Music Links
26 November 2013

LWR (job scheduling) part i: where we are currently, and what needs to change to scale up


In my entire career, I have never seen Release Engineering scale anywhere near Mozilla's current numbers 1. The number of machines is over an order of magnitude larger than the next largest system I've seen. Our compute time for a full set of builds and tests is an order of magnitude larger2; two orders of magnitude larger in terms of compute-hours-per-day3. No other company I've worked for has even attempted per-checkin builds and tests, due to the scale required; we just lived with developer finger-pointing and shouting matches after every broken build.

It's clear to us that our infrastructure is a force multiplier; it's also clear that we need to improve the current state of things to scale an additional order of magnitude.
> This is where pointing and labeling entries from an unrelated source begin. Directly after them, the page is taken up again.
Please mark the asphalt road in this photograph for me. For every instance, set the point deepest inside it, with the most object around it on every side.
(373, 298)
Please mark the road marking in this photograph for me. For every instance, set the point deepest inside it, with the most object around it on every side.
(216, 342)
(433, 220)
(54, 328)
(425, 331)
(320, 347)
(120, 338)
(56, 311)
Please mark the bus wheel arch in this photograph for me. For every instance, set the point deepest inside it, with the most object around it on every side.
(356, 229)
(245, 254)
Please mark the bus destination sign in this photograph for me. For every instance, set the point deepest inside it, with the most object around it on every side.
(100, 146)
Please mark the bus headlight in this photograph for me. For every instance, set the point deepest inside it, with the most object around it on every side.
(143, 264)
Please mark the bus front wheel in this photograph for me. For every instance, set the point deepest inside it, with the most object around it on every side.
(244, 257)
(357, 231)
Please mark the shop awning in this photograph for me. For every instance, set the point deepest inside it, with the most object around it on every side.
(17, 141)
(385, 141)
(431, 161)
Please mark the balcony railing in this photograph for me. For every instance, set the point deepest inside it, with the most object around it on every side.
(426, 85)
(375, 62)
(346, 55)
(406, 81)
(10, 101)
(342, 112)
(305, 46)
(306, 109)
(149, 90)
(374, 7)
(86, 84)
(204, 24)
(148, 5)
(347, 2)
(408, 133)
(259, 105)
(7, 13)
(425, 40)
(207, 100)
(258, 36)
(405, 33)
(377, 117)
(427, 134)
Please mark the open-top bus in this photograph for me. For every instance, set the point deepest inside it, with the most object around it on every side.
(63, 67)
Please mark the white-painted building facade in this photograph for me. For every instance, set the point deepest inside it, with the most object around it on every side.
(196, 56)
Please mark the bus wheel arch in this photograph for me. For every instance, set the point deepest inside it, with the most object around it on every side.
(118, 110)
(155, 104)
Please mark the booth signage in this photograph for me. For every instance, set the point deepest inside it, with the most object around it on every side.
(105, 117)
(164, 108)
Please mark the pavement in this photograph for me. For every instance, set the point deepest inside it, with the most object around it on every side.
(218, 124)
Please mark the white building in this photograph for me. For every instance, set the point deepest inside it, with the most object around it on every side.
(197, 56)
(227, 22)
Our current implementation of buildbot runs our automation, with issues like:

  • scaling issues:

    • hg polling runs on the masters, causing hangs when the set of changes to be parsed is extremely large (e.g., new pushlog, or when we re-enable an old scheduler);
    • log uploads, job status updates, etc. also happen on the masters, adding more load where we can least afford it;
    • as :catlee points out, we're holding huge dictionaries in-memory, which results in massive duplication of data like this;
    • buildbot needs a persistent connection with slaves. This is great for streaming logs, and poor for load and network robustness;
  • we trigger dependent jobs via sendchange after a build finishes, which prevents us from querying/acting on a set of builds+tests as a single entity.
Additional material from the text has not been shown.